Natürlich schränkte dieser Kodex ein, welche Formen der Menschlichkeit auf der Leinwand zum Ausdruck kommen konnten. Queere Charaktere existierten nur durch Schlussfolgerung. Interrassische Beziehungen waren ausdrücklich verboten. Kunst konnte ihr Publikum nicht ansprechen, sie konnte es nur durch eine eng definierte Vorstellung davon belehren, wie die Welt aussehen könnte. Es gab Helden und Bösewichte, zwischen beiden gab es eine klar definierte Grenze. Dieser Rand war mit so dicker Tinte gezeichnet, dass bei keinem Zuschauer Zweifel aufkommen konnten.

Das ist eine deprimierende Art, sich der Kunst zu nähern Oppenheimer. Dies ist besonders problematisch, da vielfältigere Künstler längst überfällige Möglichkeiten erhalten und neue Perspektiven bieten. Jetzt, da es mehr Frauen, farbige Menschen und offen queere Geschichtenerzähler gibt Endlich die Chance bekommen, es zu erzählen ihre Geschichten, warum sie einschränken? Auch wenn diese Argumente gut gemeint sind und in der Hoffnung formuliert werden, Künstler vor sich selbst zu schützen, ignorieren sie doch den Wert, den Schöpfer im Rahmen des Wachstums- und Lernprozesses Fehler machen zu lassen.

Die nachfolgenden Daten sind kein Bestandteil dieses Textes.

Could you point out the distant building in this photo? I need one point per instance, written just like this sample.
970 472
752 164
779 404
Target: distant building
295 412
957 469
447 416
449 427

Dieses Unbehagen bei der Präsentation herausfordernder Ideen schränkt nicht nur Künstler ein. Es behandelt das Publikum als Kinder, die nicht in der Lage sind, sich mit komplexen Konzepten auseinanderzusetzen. Dabei wird der Raum, der zwischen dem Betrachter und einem Medium besteht, außer Acht gelassen und es wird betont, wie wichtig es ist, das Publikum diesen Raum auf eigene Faust erkunden zu lassen. Ein Zuschauer hat die Möglichkeit zu entscheiden, ob er sich mit solchen Ideen auseinandersetzen möchte – Bewertungen und Inhaltswarnungen gibt es schließlich –, aber die Möglichkeit dazu muss bestehen.

Wie Adam Kotsko kürzlich betonte, kann man den Wunsch verstehen, dass Kunst im Gegensatz dazu moralische Klarheit bieten soll Eine Welt, die oft moralisch aus den Fugen geraten zu sein scheint, aber die menschliche Erfahrung ist chaotisch, herausfordernd und kompliziert. Wenn die Kunst dies sinnvoll widerspiegeln soll, müssen ihr die gleichen Freiheiten gewährt werden. Filme wie Oppenheimer Und Teer sind wirksamer, weil sie sich weigern, sich auf stumpfe und vereinfachende moralische Aussagen zu reduzieren. Es ist in Ordnung, dass Kunst uns Unbehagen bereitet.